No business owner wants to lose money. But if this happens, there can be a silver lining—a tax break that enables the owner to recoup taxes paid in prior years. This is called a net operating loss (NOL) carryback, and Congress just made things better for owners with losses.
Under the Worker, Homeownership, and Business Assistance Act of 2009 (H.R. 3548 with S.A. 2712), which was passed by the Senate on November 4 and is expected to receive swift passage in the House and a presidential signature, small business owners with net operating losses in 2009 will be able to use a longer carryback period. This means potentially recouping more taxes and receiving an immediate infusion of cash that can be used now to keep the business going.

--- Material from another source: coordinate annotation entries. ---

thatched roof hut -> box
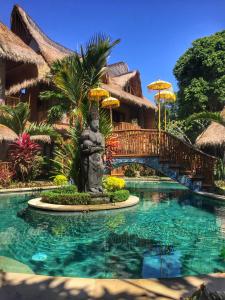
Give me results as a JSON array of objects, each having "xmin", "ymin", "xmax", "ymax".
[
  {"xmin": 0, "ymin": 124, "xmax": 18, "ymax": 143},
  {"xmin": 196, "ymin": 122, "xmax": 225, "ymax": 148},
  {"xmin": 11, "ymin": 5, "xmax": 72, "ymax": 66},
  {"xmin": 102, "ymin": 62, "xmax": 156, "ymax": 110},
  {"xmin": 0, "ymin": 23, "xmax": 44, "ymax": 65},
  {"xmin": 102, "ymin": 83, "xmax": 156, "ymax": 110},
  {"xmin": 0, "ymin": 19, "xmax": 49, "ymax": 96}
]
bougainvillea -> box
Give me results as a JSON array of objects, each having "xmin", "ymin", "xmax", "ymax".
[
  {"xmin": 9, "ymin": 133, "xmax": 40, "ymax": 181},
  {"xmin": 0, "ymin": 168, "xmax": 13, "ymax": 187},
  {"xmin": 105, "ymin": 135, "xmax": 119, "ymax": 172}
]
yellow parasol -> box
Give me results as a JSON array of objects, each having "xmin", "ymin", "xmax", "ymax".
[
  {"xmin": 147, "ymin": 79, "xmax": 172, "ymax": 132},
  {"xmin": 88, "ymin": 87, "xmax": 109, "ymax": 101},
  {"xmin": 147, "ymin": 79, "xmax": 172, "ymax": 91},
  {"xmin": 154, "ymin": 91, "xmax": 176, "ymax": 130},
  {"xmin": 102, "ymin": 97, "xmax": 120, "ymax": 124}
]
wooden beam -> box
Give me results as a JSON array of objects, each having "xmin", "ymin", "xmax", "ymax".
[{"xmin": 0, "ymin": 59, "xmax": 5, "ymax": 103}]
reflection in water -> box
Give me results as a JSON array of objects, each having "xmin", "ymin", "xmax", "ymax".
[{"xmin": 0, "ymin": 185, "xmax": 225, "ymax": 278}]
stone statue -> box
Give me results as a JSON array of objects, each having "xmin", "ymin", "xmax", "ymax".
[{"xmin": 80, "ymin": 108, "xmax": 105, "ymax": 194}]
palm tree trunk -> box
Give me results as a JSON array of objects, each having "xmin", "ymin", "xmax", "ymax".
[{"xmin": 0, "ymin": 59, "xmax": 5, "ymax": 104}]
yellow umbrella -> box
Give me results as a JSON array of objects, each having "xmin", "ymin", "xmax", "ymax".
[
  {"xmin": 147, "ymin": 79, "xmax": 172, "ymax": 91},
  {"xmin": 147, "ymin": 79, "xmax": 172, "ymax": 132},
  {"xmin": 88, "ymin": 87, "xmax": 109, "ymax": 101},
  {"xmin": 154, "ymin": 91, "xmax": 176, "ymax": 129},
  {"xmin": 102, "ymin": 97, "xmax": 120, "ymax": 124}
]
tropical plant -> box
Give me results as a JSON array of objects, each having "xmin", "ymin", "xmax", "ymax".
[
  {"xmin": 44, "ymin": 35, "xmax": 119, "ymax": 188},
  {"xmin": 103, "ymin": 176, "xmax": 125, "ymax": 192},
  {"xmin": 0, "ymin": 168, "xmax": 13, "ymax": 187},
  {"xmin": 215, "ymin": 159, "xmax": 225, "ymax": 180},
  {"xmin": 0, "ymin": 102, "xmax": 56, "ymax": 136},
  {"xmin": 9, "ymin": 133, "xmax": 40, "ymax": 182},
  {"xmin": 40, "ymin": 34, "xmax": 120, "ymax": 122}
]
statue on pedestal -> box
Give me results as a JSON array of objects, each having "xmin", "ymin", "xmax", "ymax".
[{"xmin": 80, "ymin": 108, "xmax": 105, "ymax": 194}]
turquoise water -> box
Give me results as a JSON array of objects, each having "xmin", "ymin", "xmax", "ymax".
[{"xmin": 0, "ymin": 183, "xmax": 225, "ymax": 278}]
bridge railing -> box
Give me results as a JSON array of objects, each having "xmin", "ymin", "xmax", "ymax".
[{"xmin": 114, "ymin": 129, "xmax": 216, "ymax": 185}]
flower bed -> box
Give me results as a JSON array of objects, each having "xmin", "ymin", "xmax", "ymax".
[{"xmin": 40, "ymin": 186, "xmax": 130, "ymax": 205}]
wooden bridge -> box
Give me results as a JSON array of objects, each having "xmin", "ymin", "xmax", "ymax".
[{"xmin": 113, "ymin": 129, "xmax": 216, "ymax": 190}]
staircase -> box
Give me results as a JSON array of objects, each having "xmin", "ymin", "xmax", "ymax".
[{"xmin": 110, "ymin": 129, "xmax": 216, "ymax": 191}]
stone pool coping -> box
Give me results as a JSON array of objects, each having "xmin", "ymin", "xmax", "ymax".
[
  {"xmin": 0, "ymin": 185, "xmax": 60, "ymax": 194},
  {"xmin": 28, "ymin": 195, "xmax": 140, "ymax": 212},
  {"xmin": 0, "ymin": 272, "xmax": 225, "ymax": 300}
]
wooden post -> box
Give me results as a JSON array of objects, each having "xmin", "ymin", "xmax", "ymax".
[{"xmin": 0, "ymin": 58, "xmax": 5, "ymax": 104}]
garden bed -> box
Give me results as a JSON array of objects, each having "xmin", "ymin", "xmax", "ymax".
[
  {"xmin": 28, "ymin": 195, "xmax": 139, "ymax": 212},
  {"xmin": 0, "ymin": 180, "xmax": 55, "ymax": 190}
]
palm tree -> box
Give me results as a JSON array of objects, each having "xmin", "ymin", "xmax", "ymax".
[
  {"xmin": 0, "ymin": 102, "xmax": 56, "ymax": 136},
  {"xmin": 41, "ymin": 35, "xmax": 119, "ymax": 187},
  {"xmin": 40, "ymin": 35, "xmax": 120, "ymax": 127}
]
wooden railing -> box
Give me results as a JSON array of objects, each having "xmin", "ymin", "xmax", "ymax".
[{"xmin": 114, "ymin": 129, "xmax": 216, "ymax": 185}]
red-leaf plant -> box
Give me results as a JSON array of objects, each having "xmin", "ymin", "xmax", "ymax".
[
  {"xmin": 0, "ymin": 168, "xmax": 14, "ymax": 187},
  {"xmin": 9, "ymin": 133, "xmax": 40, "ymax": 182}
]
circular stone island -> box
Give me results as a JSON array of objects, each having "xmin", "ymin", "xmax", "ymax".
[{"xmin": 28, "ymin": 195, "xmax": 139, "ymax": 212}]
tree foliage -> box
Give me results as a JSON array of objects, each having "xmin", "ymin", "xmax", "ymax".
[
  {"xmin": 173, "ymin": 31, "xmax": 225, "ymax": 119},
  {"xmin": 46, "ymin": 35, "xmax": 119, "ymax": 189}
]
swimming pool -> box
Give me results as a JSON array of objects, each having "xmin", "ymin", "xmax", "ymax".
[{"xmin": 0, "ymin": 182, "xmax": 225, "ymax": 278}]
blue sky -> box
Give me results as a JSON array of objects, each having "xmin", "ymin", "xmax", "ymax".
[{"xmin": 0, "ymin": 0, "xmax": 225, "ymax": 99}]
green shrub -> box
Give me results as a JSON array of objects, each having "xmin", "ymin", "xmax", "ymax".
[
  {"xmin": 103, "ymin": 176, "xmax": 125, "ymax": 192},
  {"xmin": 53, "ymin": 175, "xmax": 68, "ymax": 185},
  {"xmin": 46, "ymin": 185, "xmax": 77, "ymax": 195},
  {"xmin": 110, "ymin": 190, "xmax": 130, "ymax": 202},
  {"xmin": 124, "ymin": 164, "xmax": 141, "ymax": 177},
  {"xmin": 41, "ymin": 192, "xmax": 91, "ymax": 205}
]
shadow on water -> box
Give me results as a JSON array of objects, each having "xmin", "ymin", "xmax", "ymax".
[{"xmin": 0, "ymin": 273, "xmax": 225, "ymax": 300}]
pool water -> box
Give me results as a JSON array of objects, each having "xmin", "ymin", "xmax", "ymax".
[{"xmin": 0, "ymin": 182, "xmax": 225, "ymax": 278}]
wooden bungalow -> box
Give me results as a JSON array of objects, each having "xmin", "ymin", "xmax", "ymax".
[{"xmin": 1, "ymin": 5, "xmax": 155, "ymax": 131}]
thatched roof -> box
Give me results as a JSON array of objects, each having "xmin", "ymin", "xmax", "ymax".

Who’s eligible? The new rule applies only to “small businesses,” defined as businesses with average annual gross receipts of $15 million or less in the prior three years.
What’s the new carryback period? Usually, the NOL carryback is limited to the two prior years. The American Recovery and Reinvestment Act of 2009 allowed eligible businesses to opt for a three-, four-, or five-year carryback for NOLs in tax years beginning or ending in 2008. The new bill allows up to a five-year carryback for NOLs arising in 2009.
Small businesses will be able to offset all income in the four previous carryback years and half of the income for the fifth carryback year. Generally, the longer carryback can only be used for one NOL year. Small businesses that already elected to use the five-year carry back for 2008 NOLs will be permitted to also carry back losses from 2009.
Caution: This measure will be partly paid for by increasing the late-filing penalties for partnerships and S corporations. The penalty for returns due after December 31, 2009, will rise from $89 to $195.